Yıkımın yapıldğını tutanakları ile birlikte mahkemeye ibraz edin.
Bu durumda mahkeme, YD talebi konusuz kaldığı için bu konuda karar verilmesine yer olmadığına karar vermek zorunda kalacaktır.

İşin tazminat sorumluluğuna gelince;
Davanın sonunda yıkım kararının yetki, şekil, sebep, konu ve maksat yönlerinden hukuka aykırı olduğu sonucuna varılır ve bu karar kesinleşirse, yıkım sebebiyle tazminat ödeyeceğiniz kesindir.
Yok yıkım kararı hukuka uygun bulunur ise, tazminat ödemezsiniz. (İdarî işlem hukuka uygun olsa bile idare hukukundaki sosyal risk vs. sebeplerle tazminat ödendiği durumları istisna tutarak söylüyorum.)

Burada Belediyenizin dava bitmeden yıkım yapıp yapmama noktasındaki tercihini belirleyecek olan hukuk değil, stratejidir.
Yıkımı yapılacak yer, sel baskını olma ihtimali yüksek olan bir yer değilse, içinde yaşayanların hayatî tehlikesi söz konusu değilse... Yani yıkımı ivedi kılacak bir durum söz konusu değilse stratejik olarak mahkeme kararının beklenmesi daha münasiptir.
Stratejiyi bir kenara bırakırsak, hukuken YD kararı verilmediği sürece yıkım kararını icra etmenize mani bir durum yoktur.

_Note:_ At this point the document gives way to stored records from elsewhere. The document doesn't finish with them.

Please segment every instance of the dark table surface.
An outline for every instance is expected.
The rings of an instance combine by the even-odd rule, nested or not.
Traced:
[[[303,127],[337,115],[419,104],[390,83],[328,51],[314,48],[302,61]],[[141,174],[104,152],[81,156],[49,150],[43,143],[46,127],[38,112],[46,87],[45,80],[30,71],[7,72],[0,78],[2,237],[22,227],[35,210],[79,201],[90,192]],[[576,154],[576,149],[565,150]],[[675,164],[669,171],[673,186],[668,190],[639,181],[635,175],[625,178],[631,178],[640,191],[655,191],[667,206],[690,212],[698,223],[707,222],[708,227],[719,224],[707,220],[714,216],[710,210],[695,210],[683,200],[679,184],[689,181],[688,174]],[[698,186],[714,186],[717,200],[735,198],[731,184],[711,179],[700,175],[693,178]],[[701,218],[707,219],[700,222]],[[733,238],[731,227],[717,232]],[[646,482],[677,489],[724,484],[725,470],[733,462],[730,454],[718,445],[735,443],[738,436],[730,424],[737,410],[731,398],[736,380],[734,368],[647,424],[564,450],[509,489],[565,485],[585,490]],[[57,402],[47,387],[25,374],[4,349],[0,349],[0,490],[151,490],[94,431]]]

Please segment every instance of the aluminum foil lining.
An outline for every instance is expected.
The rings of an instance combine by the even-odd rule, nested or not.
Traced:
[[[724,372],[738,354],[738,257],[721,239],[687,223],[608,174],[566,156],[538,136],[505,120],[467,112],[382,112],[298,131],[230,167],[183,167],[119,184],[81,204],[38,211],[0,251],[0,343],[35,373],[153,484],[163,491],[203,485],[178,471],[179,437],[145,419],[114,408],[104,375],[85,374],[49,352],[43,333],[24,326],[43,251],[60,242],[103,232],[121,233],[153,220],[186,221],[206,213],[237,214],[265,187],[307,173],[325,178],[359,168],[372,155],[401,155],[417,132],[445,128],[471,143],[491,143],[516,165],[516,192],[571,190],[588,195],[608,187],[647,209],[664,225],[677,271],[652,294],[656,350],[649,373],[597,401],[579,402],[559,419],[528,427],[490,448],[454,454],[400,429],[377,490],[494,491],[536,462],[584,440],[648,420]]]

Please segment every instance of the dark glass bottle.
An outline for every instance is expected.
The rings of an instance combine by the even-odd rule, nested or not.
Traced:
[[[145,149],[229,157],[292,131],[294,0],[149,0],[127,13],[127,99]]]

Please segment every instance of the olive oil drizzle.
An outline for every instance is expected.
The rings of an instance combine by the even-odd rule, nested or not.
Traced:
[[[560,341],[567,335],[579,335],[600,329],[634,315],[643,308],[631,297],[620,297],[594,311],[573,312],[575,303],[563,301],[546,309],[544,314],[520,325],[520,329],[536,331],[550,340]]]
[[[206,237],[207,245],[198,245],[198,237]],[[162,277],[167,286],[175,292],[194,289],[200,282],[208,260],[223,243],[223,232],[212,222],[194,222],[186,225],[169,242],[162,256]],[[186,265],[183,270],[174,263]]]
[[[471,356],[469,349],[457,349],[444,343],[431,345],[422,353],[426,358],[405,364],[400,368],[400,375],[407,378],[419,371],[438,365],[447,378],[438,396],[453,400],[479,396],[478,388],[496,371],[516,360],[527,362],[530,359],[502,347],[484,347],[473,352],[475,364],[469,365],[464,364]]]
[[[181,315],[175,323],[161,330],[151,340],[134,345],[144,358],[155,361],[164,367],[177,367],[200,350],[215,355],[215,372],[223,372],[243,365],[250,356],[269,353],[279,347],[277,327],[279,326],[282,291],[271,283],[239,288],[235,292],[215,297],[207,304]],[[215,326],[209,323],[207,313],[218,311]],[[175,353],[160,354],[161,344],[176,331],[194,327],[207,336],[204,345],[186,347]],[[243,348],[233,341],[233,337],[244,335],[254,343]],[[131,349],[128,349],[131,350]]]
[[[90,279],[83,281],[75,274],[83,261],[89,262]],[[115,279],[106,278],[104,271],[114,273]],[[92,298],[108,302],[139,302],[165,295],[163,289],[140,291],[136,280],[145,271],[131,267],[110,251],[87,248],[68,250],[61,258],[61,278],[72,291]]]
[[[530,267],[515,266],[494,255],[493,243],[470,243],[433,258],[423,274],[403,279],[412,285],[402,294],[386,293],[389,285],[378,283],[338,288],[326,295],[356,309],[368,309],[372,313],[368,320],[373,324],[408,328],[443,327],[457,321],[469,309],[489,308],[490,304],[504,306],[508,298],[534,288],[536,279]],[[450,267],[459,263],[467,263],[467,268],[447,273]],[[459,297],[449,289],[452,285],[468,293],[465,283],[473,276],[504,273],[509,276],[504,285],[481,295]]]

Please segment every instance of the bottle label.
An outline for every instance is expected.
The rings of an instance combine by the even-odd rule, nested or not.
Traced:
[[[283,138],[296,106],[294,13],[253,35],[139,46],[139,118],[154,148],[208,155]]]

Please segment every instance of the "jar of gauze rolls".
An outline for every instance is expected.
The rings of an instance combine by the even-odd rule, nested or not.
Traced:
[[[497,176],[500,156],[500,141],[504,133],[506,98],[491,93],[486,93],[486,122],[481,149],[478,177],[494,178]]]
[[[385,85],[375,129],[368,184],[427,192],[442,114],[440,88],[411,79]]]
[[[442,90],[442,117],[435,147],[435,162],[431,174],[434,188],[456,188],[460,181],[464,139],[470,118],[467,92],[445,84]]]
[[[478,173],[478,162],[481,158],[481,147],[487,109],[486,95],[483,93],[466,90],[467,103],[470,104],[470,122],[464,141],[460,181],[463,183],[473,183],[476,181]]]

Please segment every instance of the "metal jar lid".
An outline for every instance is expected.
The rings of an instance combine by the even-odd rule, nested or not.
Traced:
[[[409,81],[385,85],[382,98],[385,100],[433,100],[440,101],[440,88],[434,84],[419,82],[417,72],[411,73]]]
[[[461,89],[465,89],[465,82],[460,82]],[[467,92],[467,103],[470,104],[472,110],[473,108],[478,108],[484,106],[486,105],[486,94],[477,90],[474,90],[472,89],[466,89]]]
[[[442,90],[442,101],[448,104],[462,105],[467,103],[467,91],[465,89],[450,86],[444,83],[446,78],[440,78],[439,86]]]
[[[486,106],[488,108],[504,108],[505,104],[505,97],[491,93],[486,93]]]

Bir de bu yapı imar planı ve sair mevzuat gereği ruhsata bağlanabilir bir yapı mıdır? Eğer ruhsata bağlanabilir bir yapı ise, Encümen belirli bir ruhsat müracaat süresi tanımalıydı yapı sahibine... Eğer imar planı gereği bu yapı ruhsata bağlanabilir bir yapı ise ve süre tanınmadan yıkım kararı alınmış ise, sırf bu süre tanınmadığı için bile işlem iptal edilebilir; daha sonra da tam yargı davası ile tazminata hükmedilebilir.